Please let me know if 1 works for you and if it solves the needs of your setup.

Yes, I’m working on a fully JIT version, it should be in trunk in the next few days. Also, I was planning to push today the deprecation of the old passes do you feel that you need more time?

1 Like

Hi Fabian, thanks for the quick answer. I will investigate whether we can have the CUDA toolkit binaries at a predetermined path.
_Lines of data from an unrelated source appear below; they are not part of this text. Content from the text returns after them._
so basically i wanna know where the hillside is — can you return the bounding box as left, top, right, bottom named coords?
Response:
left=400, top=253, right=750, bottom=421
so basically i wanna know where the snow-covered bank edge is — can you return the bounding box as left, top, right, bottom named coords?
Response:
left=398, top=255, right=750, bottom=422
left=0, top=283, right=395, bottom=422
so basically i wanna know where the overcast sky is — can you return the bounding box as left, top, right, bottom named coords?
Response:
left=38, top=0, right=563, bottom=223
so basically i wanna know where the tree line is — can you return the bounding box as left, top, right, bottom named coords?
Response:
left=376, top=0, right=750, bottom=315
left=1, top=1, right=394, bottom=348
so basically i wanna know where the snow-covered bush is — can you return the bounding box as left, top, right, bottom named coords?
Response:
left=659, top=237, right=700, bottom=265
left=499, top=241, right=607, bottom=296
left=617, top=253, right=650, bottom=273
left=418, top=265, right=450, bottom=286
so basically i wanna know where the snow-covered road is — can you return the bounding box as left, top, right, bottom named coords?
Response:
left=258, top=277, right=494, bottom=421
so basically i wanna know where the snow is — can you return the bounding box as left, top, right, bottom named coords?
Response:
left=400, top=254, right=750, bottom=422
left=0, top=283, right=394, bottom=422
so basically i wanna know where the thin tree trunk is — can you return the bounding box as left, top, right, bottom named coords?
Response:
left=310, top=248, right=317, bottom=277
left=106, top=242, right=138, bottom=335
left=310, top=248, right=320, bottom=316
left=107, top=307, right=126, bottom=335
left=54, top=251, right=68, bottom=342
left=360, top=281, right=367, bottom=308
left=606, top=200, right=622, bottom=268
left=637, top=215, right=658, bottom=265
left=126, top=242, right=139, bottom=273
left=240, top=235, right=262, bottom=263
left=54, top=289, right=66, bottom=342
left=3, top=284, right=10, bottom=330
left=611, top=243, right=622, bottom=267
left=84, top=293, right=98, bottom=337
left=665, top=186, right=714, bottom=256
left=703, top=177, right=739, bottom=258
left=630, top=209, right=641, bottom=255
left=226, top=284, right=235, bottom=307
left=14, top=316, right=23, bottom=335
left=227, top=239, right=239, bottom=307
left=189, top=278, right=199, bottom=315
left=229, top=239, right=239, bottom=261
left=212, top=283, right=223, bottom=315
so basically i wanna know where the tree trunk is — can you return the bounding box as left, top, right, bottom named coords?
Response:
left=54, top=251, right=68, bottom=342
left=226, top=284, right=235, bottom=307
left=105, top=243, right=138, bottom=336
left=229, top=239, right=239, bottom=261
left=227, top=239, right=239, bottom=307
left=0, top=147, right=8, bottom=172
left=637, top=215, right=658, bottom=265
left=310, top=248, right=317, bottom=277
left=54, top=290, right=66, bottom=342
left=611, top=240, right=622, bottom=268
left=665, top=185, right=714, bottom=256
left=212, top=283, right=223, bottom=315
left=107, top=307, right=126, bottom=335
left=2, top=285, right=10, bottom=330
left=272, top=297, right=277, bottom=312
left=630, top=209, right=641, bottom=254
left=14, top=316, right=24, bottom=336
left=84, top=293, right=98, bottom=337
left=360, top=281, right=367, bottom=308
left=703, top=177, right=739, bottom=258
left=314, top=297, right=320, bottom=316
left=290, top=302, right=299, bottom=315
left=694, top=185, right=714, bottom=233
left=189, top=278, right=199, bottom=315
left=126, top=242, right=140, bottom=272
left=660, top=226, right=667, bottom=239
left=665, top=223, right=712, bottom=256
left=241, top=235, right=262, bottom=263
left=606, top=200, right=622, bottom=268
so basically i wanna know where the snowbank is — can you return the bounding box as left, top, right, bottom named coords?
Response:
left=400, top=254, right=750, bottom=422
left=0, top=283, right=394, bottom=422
That would allow using the fatbin approach (which I overlooked).

From our side, you don’t need to hold back landing the deprecation.

1 Like

JIT compilation for NVIDIA targets is now in trunk https://github.com/llvm/llvm-project/pull/66220 . To enable it for testing one needs to specify the CMake flag -DMLIR_GPU_COMPILATION_TEST_FORMAT=isa at build time, note this flag should not trigger any recompiles as it only affects the testing infra.

2 Likes

Hi,
I’m wondering if adding support for --gpu-module-to-binary=format=spirv makes sense.
I was looking for a existing pass performing the spirv serialization but can’t find any and wonder this could be a right place.

There’s currently a set of PRs implementing SPIR-V support,

Oh, I can see. Great to know, thanks!